C’est dans ce contexte budgétaire que la présidente de Régions de France Carole Delga a publié dans Le Monde une tribune appelant «à prendre le chemin de la gratuité» pour les trains régionaux. Son voisin de Nouvelle-Aquitaine Alain Rousset nous a confié son total désaccord avec une telle perspective. Sans recettes fiscales directes, les régions se verraient privées de la seule ressource dynamique dont ils disposent grâce à la liberté tarifaire, et qui constitue encore 25 à 30% des coûts d’exploitation.

Ce n’est pas le discours de clôture de la Première ministre qui a redonné espoir aux élus et à leurs collaborateurs – Elisabeth Borne s’est contentée de promesses de dialogue. Comme le dit un vieux routier des discussions Etat-région, il ne suffit pas de parler pour être entendu.

Dans la cour de Matignon, le 20 septembre (photo Olivier Razemon)

Epilogue.
Heureusement, le vélo…

Il coûte – beaucoup ! – moins cher que le ferroviaire et il fait de belles images dans la cour de Matignon : mardi dernier Elisabeth Borne a très bien vanté les 250 millions d’euros supplémentaires pour le vélo en 2023.

«Il ne manque que la reine d’Angleterre », rigolait un convive… Pas moins de six ministres, dont la première d’entre eux, ainsi qu’un aréopage d’élus, d’industriels et d’associatifs, célébraient à Matignon, le mardi 20 septembre, le quatrième anniversaire du plan vélo, et les 250 millions d’euros d’investissements supplémentaires pour 2023. Les amateurs de symboles apprécieront : quand, en 2018, Edouard Philippe annonçait 350 millions en sept ans, Elisabeth Borne était ministre des transports, méconnue du grand public. Et quatre ans plus tôt, elle dirigeait le cabinet de Ségolène Royal, la ministre qui ricanait quand on évoquait le vélo comme moyen de déplacement.

La Première ministre et Clément Beaune font partie des rares gouvernants qui ont reconnu une contradiction entre le soutien au carburant et l’urgence climatique. Le « plan vélo », assorti de belles images d’enfants pédalant dans la cour de Matignon, tombe donc à point nommé. Même s’il est tout sauf improvisé. Dès le mois de mars, lors d’une visite de l’usine Spécialités TA, à Sissonne (Aisne), Olivier Schneider (FUB) et le député Guillaume Gouffier-Cha imaginaient « un nouveau plan vélo en septembre, pour le quatrième anniversaire de celui de 2018 ».

Comme le dit Olivier Schneider, qui parle à l’oreille de la Première ministre, « on n’a jamais vu autant d’argent pour le vélo ». Ce n’est pas si nouveau, corrige le chercheur en aménagement et urbanisme Sébastien Marrec. « Les montants totaux des engagements sont toujours difficiles à calculer, mais en 2022, compte tenu du plan de relance et des appels à projet, on est sans doute déjà à 250 millions. On aurait pu en espérer 500 pour 2023 ».
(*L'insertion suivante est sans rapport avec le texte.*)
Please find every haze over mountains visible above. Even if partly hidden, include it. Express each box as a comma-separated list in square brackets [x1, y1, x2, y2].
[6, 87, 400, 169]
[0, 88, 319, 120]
Les annonces couvrent tout le spectre du « système vélo » : périurbain, rural, stationnement, industrie, apprentissage à l’école, JO24. Et aussi la réunion, deux fois par an, d’un comité interministériel destiné à « lever les blocages », auquel on souhaite bien du courage pour ferrailler au sujet de l’accès aux olympiades avec le comité d’organisation des JO ou IdFM, qui misent jusqu’à présent sur les seuls transports en commun.

Même si Elisabeth Borne n’a pas apprécié qu’on le lui rappelle, les blocages viennent aussi de l’Etat. A Paris, des tronçons de pistes cyclables manquent, ou sont supprimés en cas de travaux, sur la voirie nationale, car la préfecture de police n’en veut pas. En région parisienne, l’aménagement des ponts dépendant de l’Etat n’est pas acquis. Plus généralement, il n’est pas rare qu’un maire rejette un aménagement cyclable, se retranchant derrière le refus du préfet.

« La Première ministre aurait pu préciser qu’il lui est arrivé de lever les blocages, justement. En 2020, lorsqu’il fallait autoriser une piste cyclable temporaire à La Défense ou rouvrir les parcs publics pour laisser passer les cyclistes, elle avait pris son téléphone », se souvient Louis Belenfant, du collectif vélo francilien. Ministre du vélo, c’est un métier.